Molecular dynamics is crucial for understanding molecular systems but its applicability is often limited by the vast timescales of rare events like protein folding. Enhanced sampling techniques overcome this by accelerating the simulation along key reaction pathways, which are defined by collective variables (CVs). However, identifying effective CVs that capture the slow, macroscopic dynamics of a system remains a major bottleneck. This work proposes a novel framework coined BioEmu-CV that learns these essential CVs automatically from BioEmu, a recently proposed foundation model for generating protein equilibrium samples. In particular, we re-purpose BioEmu to learn time-lagged generation conditioned on the learned CV, i.e., predict the distribution of molecular states after a certain amount of time. This training process promotes the CV to encode only the slow, long-term information while disregarding fast, random fluctuations. We validate our learned CV on fast-folding proteins with two key applications: (1) estimating free energy differences using on-the-fly probability enhanced sampling and (2) sampling transition paths with steered molecular dynamics. Our empirical study also serves as a new systematic and comprehensive benchmark for MLCVs on fast-folding proteins larger than Alanine Dipeptide.

Figures (19)

• Figure 1: Overview of our framework and evaluation simulation.(Left) We train an encoder on top of the conditions of a frozen molecular foundation model to learn collective variables (CVs) for protein, highlighted in red dotted lines, on top of a frozen pre-trained BioEmu. (Right) Two downstream tasks for the slow degree of freedom, free energy estimation and transition path sampling.

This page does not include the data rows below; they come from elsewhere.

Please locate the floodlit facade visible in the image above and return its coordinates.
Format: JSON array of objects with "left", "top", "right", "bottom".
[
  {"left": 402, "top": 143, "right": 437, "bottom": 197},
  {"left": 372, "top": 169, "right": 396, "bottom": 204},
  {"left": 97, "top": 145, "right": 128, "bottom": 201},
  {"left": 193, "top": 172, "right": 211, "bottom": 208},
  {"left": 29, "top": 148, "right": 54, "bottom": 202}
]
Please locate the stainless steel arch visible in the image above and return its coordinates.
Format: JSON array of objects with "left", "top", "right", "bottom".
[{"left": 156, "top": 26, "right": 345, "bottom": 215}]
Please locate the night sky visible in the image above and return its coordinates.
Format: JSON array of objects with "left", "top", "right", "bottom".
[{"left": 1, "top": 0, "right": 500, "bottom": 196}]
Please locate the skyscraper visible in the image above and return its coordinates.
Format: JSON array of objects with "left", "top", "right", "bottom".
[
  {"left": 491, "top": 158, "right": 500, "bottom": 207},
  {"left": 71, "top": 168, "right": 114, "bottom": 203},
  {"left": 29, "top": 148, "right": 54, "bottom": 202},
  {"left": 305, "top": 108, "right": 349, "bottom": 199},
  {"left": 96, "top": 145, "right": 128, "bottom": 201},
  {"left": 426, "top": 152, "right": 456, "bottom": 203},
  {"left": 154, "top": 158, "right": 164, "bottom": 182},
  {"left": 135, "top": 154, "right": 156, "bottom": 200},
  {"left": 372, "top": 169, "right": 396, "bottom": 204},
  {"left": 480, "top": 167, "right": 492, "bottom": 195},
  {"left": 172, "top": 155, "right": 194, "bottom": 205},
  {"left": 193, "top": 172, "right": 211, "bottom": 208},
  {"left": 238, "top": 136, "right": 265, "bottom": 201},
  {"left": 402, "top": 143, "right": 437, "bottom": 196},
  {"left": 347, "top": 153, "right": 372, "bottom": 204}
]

• Figure 2: Free energy (top) and PMF (bottom) estimation from 1 $\mu s$ OPES simulations for Chignolin. We average over four seeds. Green dotted lines indicate the reference value, and blue lines refer to free energy difference during the OPES simulations. Solid lines refer to the mean, and shaded areas are the standard deviation. DeepTICA shows negative values beyond -1 in PMF, even normalized to the DESRES trajectory, falls short of accurately capturing the reference PMF.
• Figure 3: 3D Visualization of transition paths. The sampled folding pathways of Chignolin, Trp-cage, and BBA by steered MD with BioEmu-CV. For simplicity, we visualize the $C_{\alpha}$ coordinates.

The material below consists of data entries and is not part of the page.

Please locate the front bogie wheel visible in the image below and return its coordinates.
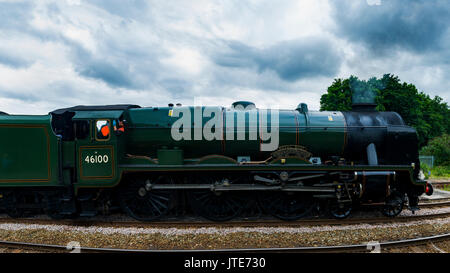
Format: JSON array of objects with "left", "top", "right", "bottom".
[
  {"left": 329, "top": 200, "right": 352, "bottom": 219},
  {"left": 381, "top": 192, "right": 404, "bottom": 217}
]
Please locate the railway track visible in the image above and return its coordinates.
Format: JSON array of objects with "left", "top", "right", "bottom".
[
  {"left": 0, "top": 233, "right": 448, "bottom": 253},
  {"left": 0, "top": 209, "right": 449, "bottom": 229},
  {"left": 0, "top": 202, "right": 448, "bottom": 253},
  {"left": 431, "top": 182, "right": 450, "bottom": 189},
  {"left": 417, "top": 200, "right": 450, "bottom": 207}
]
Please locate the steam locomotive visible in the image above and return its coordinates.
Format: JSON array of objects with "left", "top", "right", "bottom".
[{"left": 0, "top": 99, "right": 432, "bottom": 221}]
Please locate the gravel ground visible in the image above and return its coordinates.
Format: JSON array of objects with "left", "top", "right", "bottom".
[
  {"left": 0, "top": 206, "right": 448, "bottom": 252},
  {"left": 0, "top": 217, "right": 448, "bottom": 251},
  {"left": 383, "top": 240, "right": 450, "bottom": 253},
  {"left": 399, "top": 206, "right": 450, "bottom": 216}
]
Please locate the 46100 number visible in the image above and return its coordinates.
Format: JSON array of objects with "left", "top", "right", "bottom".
[{"left": 84, "top": 155, "right": 109, "bottom": 164}]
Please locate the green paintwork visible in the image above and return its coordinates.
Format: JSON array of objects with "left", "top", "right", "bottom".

• Figure 4: Transition paths projected onto TICA coordinates, sampled by MLCV steered MD. The white star and circle each refer to the representative unfolded and folded state, with each paths colored differently. The red convex hull is the folded states defined as RMSD from the representative folded state with cut off 2, 2, and 2.5 Å for Chignolin, Trp-cage, and BBA, respectively.

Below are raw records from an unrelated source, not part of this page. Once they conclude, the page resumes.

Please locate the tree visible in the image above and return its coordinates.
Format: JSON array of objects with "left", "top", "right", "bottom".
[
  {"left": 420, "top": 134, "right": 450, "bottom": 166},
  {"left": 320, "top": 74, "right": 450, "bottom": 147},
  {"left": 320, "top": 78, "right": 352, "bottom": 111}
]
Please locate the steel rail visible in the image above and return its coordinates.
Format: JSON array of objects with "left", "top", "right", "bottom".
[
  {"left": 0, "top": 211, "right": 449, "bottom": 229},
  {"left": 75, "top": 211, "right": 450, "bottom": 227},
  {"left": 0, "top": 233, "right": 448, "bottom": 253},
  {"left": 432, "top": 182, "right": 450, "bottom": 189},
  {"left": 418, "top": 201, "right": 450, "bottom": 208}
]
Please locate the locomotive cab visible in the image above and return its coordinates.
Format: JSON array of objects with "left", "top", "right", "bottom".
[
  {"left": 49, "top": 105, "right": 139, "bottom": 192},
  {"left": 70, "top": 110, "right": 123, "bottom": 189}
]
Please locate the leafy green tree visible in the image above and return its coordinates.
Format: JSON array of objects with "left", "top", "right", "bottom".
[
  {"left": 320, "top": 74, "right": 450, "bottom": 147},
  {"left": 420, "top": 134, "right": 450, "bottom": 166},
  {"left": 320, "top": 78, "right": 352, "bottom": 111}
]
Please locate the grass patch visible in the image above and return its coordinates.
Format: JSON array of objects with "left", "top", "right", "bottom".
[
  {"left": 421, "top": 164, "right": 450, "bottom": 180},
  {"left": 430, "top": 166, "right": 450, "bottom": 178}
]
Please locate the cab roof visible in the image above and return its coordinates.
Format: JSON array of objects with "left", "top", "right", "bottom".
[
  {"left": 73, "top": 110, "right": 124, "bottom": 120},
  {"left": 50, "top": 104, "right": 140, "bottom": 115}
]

• Figure 5: MLCV sensitivity to $C_\alpha$-wise distances. We plot the top $C_\alpha$-wise distances with the highest sensitivity for each MLCV, where the $x$ and $y$ axis each denotes the residue index for input distances and the corresponding sensitivity value. For each sensitivity plot, we visualize top sensitive distances in the unfolded and folded state, with colors highlighted in the sensitivity plot.